In Spanish, Juan Rios told her, “Besides, you said it does not matter. If you’re right, then what harm does it do to tell us? Unburden yourself. Confess what you will, and you’ll see no punishment for it…except whatever we may all find here, at the hands of the storm or at the gates of heaven.”
Violetta looked over her shoulder at the hotel’s office, then beyond and behind the two men who so gently interrogated her. Seeing no one, she crossed herself again and leaned in close, her eyes red as pennies.
So softly he barely heard her, she replied in her first tongue.
“You mustn’t tell my mother, you must promise me that. You can’t let her know that I told you.” When the padre nodded solemnly in return, she said, “We are here because of this: My mother kept her mother in our house, though Grandmother’s mind was weak, and she was very difficult. She was easily confused and prone to wandering. She fought us sometimes, when she could not remember who we were, or why we wanted her to eat. She tried to run away from us, but my mother always went after her. She always brought her home, even if she swore at us and struck us with her fists.
“My mother had promised, you see—back when Grandmother was still aware of herself, and when she was first afraid that her mind would leave her. She made my mother promise to keep her safe, when she could not keep herself safe anymore.
“So my mother, my sister and I…we kept her safe for three years, until the night she screamed at my mother and hit her with a pan. My mother screamed back, and told her to go—if that’s what she wanted to do. So Grandmother went. My sister and I followed after her, but it was dark and Grandmother threw rocks at us. So we gave up and went home.”

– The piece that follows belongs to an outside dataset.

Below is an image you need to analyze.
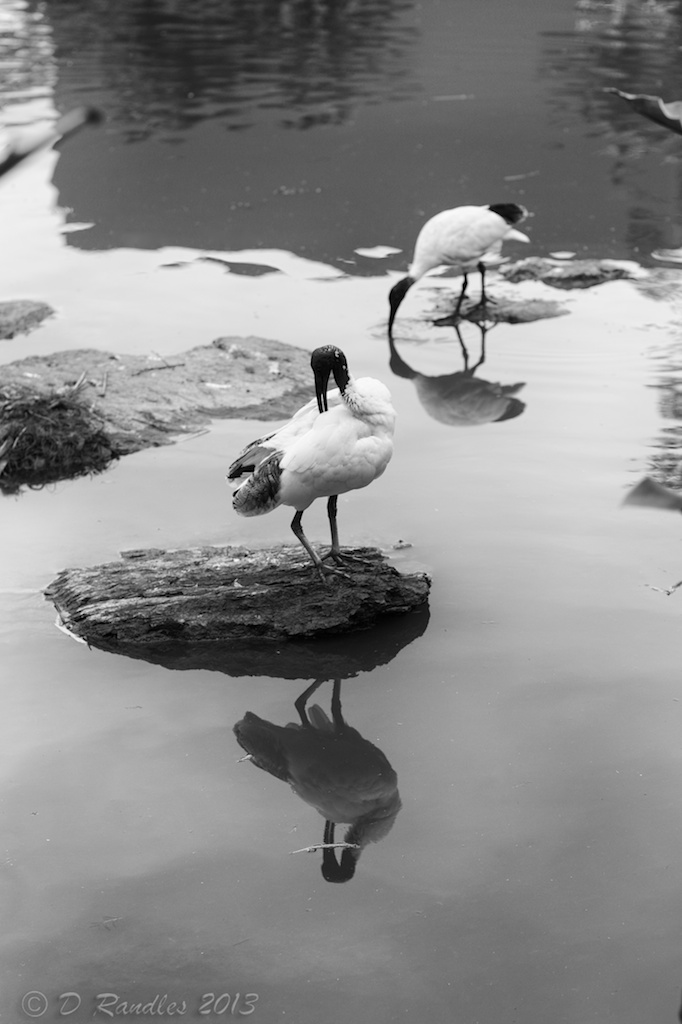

She lowered her voice even more, until there was scarcely any sound at all—just the soft rush of breath pushed past her lips. “The next day, they found her in the tide. She’d gone to the ocean and drowned. Mother told the police she’d wandered away in the night, when we were all asleep. But we were not asleep,” she concluded in the very faintest of whispers. If the padre hadn’t been watching her lips so closely, he wouldn’t have understood her.
He patted her shoulder and asked, “Have you confessed this to your priest?”
“Yes. But it does not feel any different to me. I told God what we did, and I told Him that I am sorry, and that I wish I could have that night back—to do the right thing, this time. Please forgive me, Father, but I do not think that God is listening anymore…not to me. Because when the hotel creaks and moans at night, and the shadows slip back and forth when I’m alone…when the men and women die, one by one or two by two, going to hell like animals into the ark…when I wonder why we remain at the Jacaranda, and try to imagine leaving…I think of my grandmother, throwing rocks in the dark.”
Her throat finally closed, and her tears fell, and she would say no more.